I went to doctor after doctor and every time it was something different. “You must be depressed”, “Maybe it’s her thyroid”, “Let’s check for Lyme”. MRIs, CT Scans, blood work, x-rays, more MRIs, specialists, and on and on. It was a never ending cycle of dead ends all ending with one common answer- “Well, you don’t look sick. You are too young to be feeling this way. You must be depressed. Go to a psychiatrist.” You know, after you are told you are “Crazy” or “making it up” so many times you begin to believe it. I started to wonder- Was I making it up? Was it all in my head?  
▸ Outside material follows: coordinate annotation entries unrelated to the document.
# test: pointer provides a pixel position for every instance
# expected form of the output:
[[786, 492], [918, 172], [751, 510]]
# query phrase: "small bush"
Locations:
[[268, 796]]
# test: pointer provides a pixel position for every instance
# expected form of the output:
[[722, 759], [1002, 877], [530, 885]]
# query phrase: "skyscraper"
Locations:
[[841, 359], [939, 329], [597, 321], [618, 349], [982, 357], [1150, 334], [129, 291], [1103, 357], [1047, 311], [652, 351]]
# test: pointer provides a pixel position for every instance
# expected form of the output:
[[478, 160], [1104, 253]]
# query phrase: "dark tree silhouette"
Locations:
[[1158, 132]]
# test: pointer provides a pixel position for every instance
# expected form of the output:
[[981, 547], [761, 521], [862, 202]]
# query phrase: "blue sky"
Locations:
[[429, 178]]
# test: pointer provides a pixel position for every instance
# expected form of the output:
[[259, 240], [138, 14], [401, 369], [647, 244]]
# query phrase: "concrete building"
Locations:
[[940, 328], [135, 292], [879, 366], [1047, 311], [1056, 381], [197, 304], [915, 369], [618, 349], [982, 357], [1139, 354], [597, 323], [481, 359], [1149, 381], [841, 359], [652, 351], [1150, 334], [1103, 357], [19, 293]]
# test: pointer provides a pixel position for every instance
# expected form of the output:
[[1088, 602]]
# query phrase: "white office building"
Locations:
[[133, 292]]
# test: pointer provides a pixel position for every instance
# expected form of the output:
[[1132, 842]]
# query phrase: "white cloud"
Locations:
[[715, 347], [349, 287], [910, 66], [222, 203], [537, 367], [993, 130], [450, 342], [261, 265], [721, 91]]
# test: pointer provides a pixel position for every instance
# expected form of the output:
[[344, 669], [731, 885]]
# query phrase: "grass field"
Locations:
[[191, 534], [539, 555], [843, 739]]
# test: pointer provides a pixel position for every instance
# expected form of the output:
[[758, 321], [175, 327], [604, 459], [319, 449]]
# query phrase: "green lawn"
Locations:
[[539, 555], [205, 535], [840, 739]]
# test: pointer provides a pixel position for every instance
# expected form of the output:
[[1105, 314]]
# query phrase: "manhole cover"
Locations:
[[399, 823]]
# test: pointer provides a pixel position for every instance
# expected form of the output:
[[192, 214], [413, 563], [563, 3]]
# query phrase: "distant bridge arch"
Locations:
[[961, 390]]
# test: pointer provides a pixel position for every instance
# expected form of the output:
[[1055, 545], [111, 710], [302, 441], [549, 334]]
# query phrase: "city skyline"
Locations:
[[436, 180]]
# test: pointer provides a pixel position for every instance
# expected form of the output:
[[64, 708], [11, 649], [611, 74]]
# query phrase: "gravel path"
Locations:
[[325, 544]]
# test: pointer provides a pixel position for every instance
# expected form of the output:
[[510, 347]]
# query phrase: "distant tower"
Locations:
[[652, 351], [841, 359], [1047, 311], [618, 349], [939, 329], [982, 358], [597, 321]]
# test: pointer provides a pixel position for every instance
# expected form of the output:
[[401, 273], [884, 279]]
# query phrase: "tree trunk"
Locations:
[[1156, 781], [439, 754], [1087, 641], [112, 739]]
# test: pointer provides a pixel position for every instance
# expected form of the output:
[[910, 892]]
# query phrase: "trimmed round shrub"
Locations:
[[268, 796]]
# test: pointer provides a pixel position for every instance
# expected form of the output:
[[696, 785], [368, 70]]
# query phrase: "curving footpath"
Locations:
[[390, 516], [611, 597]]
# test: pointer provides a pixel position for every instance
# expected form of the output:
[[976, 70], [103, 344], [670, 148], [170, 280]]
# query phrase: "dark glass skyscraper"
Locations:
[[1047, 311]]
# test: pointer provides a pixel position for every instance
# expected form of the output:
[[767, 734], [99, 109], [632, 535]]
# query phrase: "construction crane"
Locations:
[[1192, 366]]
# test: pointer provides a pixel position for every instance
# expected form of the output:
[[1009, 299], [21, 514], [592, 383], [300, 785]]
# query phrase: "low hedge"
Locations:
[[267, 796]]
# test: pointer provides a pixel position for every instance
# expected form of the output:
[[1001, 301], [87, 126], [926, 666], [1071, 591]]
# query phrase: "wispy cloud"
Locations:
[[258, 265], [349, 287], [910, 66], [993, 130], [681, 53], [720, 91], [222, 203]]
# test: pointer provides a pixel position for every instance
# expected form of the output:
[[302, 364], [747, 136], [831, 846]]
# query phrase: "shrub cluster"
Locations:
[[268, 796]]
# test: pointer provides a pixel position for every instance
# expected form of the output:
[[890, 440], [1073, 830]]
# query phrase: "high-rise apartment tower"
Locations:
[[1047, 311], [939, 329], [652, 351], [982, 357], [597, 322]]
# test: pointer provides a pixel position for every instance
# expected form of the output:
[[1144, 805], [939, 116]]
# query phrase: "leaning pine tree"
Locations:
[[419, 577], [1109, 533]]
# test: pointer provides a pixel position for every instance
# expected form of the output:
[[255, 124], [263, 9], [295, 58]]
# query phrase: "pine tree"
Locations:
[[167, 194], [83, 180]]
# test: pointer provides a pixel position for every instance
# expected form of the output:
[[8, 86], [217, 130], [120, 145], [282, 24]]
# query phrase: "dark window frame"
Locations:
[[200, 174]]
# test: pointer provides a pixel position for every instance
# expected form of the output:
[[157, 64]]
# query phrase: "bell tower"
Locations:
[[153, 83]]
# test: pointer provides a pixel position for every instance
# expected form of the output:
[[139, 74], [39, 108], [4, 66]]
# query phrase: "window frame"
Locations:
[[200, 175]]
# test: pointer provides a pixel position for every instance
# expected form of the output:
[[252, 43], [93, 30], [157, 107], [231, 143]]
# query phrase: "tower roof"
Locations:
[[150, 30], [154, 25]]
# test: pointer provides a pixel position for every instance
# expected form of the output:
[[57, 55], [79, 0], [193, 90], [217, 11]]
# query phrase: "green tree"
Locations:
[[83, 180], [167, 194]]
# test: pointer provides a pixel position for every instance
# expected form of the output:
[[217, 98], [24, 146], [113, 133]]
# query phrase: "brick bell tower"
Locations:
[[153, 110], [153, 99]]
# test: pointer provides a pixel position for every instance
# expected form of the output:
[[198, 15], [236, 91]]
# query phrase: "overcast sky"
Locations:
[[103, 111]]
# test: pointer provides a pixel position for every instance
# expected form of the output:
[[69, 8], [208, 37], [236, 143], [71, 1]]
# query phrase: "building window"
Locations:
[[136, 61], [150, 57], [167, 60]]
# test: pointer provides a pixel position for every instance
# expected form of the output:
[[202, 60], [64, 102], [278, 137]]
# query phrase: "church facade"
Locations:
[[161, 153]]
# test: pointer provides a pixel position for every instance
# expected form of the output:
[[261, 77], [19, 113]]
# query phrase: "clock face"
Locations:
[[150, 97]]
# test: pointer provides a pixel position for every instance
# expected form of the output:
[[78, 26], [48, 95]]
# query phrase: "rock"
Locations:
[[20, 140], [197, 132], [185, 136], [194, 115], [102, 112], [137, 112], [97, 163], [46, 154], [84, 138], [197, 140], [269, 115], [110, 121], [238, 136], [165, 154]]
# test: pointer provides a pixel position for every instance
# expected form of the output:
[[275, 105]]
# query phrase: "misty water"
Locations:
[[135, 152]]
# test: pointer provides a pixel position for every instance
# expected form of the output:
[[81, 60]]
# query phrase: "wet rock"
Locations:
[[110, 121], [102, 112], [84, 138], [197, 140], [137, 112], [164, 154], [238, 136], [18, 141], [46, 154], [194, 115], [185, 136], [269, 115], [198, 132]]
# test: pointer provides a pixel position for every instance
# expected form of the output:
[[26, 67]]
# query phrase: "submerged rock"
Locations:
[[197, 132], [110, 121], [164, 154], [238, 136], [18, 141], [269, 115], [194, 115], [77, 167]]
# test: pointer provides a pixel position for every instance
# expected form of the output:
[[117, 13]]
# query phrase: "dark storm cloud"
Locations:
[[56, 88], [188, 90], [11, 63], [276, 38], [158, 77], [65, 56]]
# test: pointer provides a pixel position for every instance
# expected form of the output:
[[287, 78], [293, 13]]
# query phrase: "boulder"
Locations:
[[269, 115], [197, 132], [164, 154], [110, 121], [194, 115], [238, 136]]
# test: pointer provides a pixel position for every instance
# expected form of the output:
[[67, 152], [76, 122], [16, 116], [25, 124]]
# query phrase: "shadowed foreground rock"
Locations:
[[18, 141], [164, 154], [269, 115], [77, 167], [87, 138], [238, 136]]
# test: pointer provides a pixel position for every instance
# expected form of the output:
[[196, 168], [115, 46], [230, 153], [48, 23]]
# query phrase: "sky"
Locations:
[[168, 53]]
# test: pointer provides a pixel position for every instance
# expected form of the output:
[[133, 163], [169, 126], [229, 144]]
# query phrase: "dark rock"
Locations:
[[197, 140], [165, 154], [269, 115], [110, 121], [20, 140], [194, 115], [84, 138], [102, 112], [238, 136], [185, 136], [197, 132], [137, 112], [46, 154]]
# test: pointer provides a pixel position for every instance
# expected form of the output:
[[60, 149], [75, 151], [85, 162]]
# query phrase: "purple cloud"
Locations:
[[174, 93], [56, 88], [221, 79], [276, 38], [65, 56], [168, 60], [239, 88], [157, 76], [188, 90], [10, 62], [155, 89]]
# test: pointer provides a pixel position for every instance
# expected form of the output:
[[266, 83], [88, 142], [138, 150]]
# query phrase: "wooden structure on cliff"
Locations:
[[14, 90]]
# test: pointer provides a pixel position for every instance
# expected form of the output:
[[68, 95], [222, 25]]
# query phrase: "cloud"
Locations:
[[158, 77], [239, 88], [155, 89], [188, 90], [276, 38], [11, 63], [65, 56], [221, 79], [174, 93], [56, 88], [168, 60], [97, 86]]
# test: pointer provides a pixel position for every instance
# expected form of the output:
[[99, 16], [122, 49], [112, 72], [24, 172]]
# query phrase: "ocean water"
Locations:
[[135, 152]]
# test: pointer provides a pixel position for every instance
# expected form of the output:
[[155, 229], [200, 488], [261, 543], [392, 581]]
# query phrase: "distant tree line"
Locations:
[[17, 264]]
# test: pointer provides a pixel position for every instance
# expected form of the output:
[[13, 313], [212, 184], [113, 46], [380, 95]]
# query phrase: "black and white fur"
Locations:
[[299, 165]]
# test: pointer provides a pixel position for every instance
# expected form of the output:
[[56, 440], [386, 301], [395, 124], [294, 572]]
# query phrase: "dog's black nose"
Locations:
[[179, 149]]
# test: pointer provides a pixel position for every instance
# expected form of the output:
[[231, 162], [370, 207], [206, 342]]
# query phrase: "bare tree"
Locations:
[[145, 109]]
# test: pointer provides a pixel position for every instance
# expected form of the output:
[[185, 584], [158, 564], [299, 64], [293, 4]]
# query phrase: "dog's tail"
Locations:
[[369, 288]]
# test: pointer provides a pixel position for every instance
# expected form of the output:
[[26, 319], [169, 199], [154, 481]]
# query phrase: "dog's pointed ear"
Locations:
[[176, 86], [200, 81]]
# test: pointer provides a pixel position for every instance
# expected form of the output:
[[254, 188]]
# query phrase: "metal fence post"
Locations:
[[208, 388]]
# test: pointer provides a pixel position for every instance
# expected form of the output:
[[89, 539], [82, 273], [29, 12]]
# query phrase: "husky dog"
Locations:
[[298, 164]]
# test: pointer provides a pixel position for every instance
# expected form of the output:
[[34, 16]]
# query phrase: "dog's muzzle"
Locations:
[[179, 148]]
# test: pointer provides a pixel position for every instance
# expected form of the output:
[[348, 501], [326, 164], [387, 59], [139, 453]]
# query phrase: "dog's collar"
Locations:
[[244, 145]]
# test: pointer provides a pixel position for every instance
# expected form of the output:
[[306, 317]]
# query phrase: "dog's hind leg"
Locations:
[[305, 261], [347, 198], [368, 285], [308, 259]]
For 15 years I fought with doctors, employers, teachers, classmates, strangers, friends, family members, and even myself trying to prove that what I was experiencing was real. For 15 years I tried to answer the question, “Who am I”. I lost a piece of my identity that I was so sure about as a child. I didn’t know where I belonged. I couldn’t keep up in the able-bodied world, but I didn’t “Fit In” in the disabled world either. Where did I belong? Who was I? I had lost hope. I had given up. After a while, I stopped searching for answers.

Finally, after encouragement from my husband, I tried one last time to find an answer. I agreed to see a specialist who ultimately changed my life. At the age of 31, I finally received my answer. It took 15 years of searching, 15 years of heartache, 15 years of pain to find out what had been plaguing me all those years. Mitochondrial Disease. A veil had been lifted. It felt as if a thousand pounds had been shed from me instantly. Not because there is a cure, because there is not. Not because I have found a grand solution to all of my pain and suffering, because I haven’t. But because I now know the truth. Knowledge is power, and I can now answer the question, “Who am I?” Fixing everything doesn’t make life instantly better. You will always have struggles to overcome, but having the knowledge and power to face your struggles head on can change your life. Who am I? I am a strong woman, married to a wonderful man who supports me wholeheartedly, and together we live a mighty fine life despite Mitochondrial Disease. Who are you?